Preface
The manner in which music theory has been traditionally taught is now in a state of
flux. Originally, the study of music theory was designed to acquaint the music
student or knowledgeable amateur with the composer’s working materials in
“Classical” music roughly spanning the 17th- through the 19th Centuries.
The role of music theory has expanded far beyond this mandate: theory training
now incorporates greater or lesser explanations of music after 1900, music before
1600, idiomatic Jazz practices, elements of World Music, and Popular Song idioms.
Such an expansion of means and methods in learning and teaching the fundamental
language of music presents a formidable and almost daunting challenge: what to
teach, how to teach it, and in what sequence?
Additionally, music theory has become a favored required Arts elective in College
and University curricula, and most music programs have a developmental music
theory class to address the needs of under-prepared music majors. Often, music
theory is required companion material for private instruction as well.
This textbook seeks to address these multiple needs: to serve as a basic to moderate
text for the typical fundamentals of music course and to serve as an introductory
text for those interested in acquiring a rudimentary knowledge of the language of
music.
The text also provides supplemental information, such as chord symbolization,
aspects of Jazz harmony, vernacular song form and its attributes, and so on.
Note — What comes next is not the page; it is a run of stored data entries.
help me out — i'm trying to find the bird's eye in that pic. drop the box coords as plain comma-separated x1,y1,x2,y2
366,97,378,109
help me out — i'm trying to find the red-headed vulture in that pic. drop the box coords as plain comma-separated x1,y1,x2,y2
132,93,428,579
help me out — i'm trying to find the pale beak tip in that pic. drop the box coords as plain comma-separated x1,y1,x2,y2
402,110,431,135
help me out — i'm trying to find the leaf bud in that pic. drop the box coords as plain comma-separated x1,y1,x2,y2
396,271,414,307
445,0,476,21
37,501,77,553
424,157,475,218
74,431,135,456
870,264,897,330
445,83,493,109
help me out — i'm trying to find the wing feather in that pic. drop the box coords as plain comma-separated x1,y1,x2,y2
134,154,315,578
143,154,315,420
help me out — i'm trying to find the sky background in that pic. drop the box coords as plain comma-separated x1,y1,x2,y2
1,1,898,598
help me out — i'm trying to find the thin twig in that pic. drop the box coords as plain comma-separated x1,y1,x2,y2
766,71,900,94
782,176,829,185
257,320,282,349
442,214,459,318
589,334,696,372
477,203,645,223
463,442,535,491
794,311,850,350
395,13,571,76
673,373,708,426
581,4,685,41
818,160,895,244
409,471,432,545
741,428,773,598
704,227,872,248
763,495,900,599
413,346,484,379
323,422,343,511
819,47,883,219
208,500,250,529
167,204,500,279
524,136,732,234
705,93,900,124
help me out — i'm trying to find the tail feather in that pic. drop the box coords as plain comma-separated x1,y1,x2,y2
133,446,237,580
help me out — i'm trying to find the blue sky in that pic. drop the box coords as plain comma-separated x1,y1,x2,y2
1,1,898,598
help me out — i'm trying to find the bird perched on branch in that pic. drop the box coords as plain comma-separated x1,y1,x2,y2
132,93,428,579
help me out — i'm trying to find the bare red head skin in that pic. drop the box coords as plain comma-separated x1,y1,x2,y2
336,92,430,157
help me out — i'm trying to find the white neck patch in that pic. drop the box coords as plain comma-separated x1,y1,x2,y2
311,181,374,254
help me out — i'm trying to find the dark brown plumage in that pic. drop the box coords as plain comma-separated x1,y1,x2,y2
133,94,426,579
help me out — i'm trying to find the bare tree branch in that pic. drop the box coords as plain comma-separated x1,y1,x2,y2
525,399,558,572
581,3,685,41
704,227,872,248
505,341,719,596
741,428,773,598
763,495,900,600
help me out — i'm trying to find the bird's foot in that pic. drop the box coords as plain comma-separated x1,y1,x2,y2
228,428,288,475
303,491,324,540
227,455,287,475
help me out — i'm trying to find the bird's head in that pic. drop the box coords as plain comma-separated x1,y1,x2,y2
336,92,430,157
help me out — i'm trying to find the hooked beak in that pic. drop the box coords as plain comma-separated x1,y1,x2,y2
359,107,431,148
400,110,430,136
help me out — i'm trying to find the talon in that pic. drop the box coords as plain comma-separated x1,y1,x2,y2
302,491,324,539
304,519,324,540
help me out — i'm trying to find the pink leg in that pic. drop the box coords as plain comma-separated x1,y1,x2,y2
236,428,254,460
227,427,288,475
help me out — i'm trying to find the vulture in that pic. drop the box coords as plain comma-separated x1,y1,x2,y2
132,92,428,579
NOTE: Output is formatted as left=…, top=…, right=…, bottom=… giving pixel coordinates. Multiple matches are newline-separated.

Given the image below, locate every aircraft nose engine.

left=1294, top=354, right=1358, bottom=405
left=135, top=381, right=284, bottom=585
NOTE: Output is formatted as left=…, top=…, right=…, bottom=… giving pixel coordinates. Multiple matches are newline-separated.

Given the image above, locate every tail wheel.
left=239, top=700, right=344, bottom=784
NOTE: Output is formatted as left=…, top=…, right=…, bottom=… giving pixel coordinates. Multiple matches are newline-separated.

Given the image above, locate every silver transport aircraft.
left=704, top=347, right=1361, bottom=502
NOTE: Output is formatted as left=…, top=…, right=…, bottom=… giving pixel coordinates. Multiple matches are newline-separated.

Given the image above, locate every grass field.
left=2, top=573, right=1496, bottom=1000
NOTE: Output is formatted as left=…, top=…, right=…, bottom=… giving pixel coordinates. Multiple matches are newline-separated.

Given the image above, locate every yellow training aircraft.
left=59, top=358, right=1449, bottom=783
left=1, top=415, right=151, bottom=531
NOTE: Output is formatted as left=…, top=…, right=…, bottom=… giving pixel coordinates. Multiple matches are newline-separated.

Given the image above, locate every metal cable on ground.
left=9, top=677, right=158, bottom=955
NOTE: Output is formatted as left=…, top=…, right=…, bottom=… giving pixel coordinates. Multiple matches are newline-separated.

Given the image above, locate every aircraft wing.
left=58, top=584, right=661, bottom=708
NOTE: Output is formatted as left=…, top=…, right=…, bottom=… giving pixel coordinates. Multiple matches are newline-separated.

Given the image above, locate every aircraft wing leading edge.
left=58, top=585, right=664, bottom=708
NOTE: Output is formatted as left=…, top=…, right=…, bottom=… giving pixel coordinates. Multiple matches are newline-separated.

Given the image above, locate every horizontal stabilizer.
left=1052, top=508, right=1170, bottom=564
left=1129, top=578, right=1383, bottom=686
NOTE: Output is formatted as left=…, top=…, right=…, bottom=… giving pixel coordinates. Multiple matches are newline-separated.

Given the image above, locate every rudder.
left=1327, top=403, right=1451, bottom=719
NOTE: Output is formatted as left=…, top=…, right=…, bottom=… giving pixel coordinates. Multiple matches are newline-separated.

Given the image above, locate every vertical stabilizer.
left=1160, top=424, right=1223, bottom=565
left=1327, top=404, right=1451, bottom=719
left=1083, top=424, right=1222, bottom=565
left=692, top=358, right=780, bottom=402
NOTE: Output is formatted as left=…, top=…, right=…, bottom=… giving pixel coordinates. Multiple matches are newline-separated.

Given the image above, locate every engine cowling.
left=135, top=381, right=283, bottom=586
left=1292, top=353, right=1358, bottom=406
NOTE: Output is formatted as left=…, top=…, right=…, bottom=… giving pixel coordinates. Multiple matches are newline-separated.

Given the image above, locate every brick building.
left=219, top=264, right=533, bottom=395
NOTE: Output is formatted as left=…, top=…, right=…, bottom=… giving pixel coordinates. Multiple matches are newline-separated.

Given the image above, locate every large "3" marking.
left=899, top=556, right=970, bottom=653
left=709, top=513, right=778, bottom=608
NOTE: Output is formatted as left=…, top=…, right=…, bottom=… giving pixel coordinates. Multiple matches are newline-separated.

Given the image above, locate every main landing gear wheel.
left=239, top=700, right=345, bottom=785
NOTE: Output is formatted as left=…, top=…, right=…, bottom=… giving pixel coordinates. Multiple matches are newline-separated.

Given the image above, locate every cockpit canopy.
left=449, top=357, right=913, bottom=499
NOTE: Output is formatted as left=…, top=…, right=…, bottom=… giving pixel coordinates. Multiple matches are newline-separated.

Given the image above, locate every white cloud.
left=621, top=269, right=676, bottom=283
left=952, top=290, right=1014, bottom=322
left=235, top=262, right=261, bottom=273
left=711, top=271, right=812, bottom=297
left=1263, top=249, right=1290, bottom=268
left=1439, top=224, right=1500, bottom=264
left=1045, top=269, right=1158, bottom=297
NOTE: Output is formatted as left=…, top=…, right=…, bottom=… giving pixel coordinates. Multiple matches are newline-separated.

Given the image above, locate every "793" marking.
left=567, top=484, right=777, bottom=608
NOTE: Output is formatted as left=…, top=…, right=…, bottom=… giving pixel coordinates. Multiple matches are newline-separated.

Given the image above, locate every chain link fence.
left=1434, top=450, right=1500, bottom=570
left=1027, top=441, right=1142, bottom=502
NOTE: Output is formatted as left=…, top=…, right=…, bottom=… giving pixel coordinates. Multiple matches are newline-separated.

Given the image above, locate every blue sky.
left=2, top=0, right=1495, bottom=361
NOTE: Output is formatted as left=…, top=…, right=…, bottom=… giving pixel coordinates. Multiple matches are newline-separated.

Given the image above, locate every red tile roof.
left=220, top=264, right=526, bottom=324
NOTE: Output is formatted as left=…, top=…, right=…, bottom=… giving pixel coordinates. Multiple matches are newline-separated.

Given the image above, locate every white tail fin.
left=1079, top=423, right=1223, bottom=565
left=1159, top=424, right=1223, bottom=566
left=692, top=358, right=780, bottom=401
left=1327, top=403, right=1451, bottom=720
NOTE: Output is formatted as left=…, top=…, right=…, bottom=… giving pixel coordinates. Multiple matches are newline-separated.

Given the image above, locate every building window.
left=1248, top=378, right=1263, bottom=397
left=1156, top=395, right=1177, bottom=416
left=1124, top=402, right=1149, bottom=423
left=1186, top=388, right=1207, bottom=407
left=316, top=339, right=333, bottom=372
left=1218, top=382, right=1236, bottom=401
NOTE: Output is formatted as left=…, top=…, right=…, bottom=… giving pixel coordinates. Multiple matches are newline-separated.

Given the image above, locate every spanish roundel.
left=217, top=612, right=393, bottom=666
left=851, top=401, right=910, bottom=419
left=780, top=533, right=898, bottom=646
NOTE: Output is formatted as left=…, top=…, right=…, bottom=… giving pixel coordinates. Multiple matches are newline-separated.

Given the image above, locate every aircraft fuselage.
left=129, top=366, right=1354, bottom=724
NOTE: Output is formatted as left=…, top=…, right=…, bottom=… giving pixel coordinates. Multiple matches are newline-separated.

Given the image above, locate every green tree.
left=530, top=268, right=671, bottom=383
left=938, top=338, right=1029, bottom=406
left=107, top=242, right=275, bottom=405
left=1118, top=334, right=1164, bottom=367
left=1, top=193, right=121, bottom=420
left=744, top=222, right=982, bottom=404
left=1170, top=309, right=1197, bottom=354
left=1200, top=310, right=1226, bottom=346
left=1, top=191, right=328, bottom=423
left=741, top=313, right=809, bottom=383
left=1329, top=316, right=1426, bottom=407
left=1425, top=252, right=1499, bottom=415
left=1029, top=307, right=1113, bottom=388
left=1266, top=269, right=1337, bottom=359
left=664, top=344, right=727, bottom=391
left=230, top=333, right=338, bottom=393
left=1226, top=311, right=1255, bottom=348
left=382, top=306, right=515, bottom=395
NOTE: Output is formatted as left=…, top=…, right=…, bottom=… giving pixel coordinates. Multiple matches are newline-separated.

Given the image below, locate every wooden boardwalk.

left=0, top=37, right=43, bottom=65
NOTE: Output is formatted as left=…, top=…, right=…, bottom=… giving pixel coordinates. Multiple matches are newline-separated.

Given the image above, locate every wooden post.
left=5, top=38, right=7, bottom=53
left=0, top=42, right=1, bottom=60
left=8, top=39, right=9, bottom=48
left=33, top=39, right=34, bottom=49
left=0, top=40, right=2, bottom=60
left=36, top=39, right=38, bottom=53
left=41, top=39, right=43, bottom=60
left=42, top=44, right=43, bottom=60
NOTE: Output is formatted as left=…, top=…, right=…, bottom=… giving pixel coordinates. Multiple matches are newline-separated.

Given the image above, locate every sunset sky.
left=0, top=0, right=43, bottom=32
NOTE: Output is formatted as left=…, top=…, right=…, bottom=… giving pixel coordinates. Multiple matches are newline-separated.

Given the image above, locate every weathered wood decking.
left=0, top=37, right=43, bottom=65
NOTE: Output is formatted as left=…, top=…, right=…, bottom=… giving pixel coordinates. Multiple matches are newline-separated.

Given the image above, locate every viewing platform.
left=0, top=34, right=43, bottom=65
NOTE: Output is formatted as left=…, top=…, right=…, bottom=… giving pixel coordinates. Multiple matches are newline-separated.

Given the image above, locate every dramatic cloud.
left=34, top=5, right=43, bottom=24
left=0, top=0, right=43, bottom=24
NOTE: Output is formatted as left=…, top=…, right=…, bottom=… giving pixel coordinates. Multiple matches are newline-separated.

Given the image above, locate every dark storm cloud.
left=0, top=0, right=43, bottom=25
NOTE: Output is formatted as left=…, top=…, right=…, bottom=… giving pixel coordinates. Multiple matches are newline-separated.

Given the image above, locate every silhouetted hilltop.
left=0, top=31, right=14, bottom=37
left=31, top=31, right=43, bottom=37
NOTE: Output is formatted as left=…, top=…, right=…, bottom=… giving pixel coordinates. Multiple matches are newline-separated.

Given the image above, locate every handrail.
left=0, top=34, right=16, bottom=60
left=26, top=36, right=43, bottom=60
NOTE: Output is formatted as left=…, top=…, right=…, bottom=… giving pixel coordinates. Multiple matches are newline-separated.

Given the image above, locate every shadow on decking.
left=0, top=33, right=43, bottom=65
Usually
when this material is added to existing texts, it is incomplete and delivered in a
manner that reflects only limited real-world experience.
This author is fortunate to have had extensive experience as a teacher of music
theory at the college and university level, as a teacher of AP music theory in an Arts
Magnet high school, as a teacher of the Jazz idiom, as a practicing Classical and Jazz
musician, and as a composer in many styles.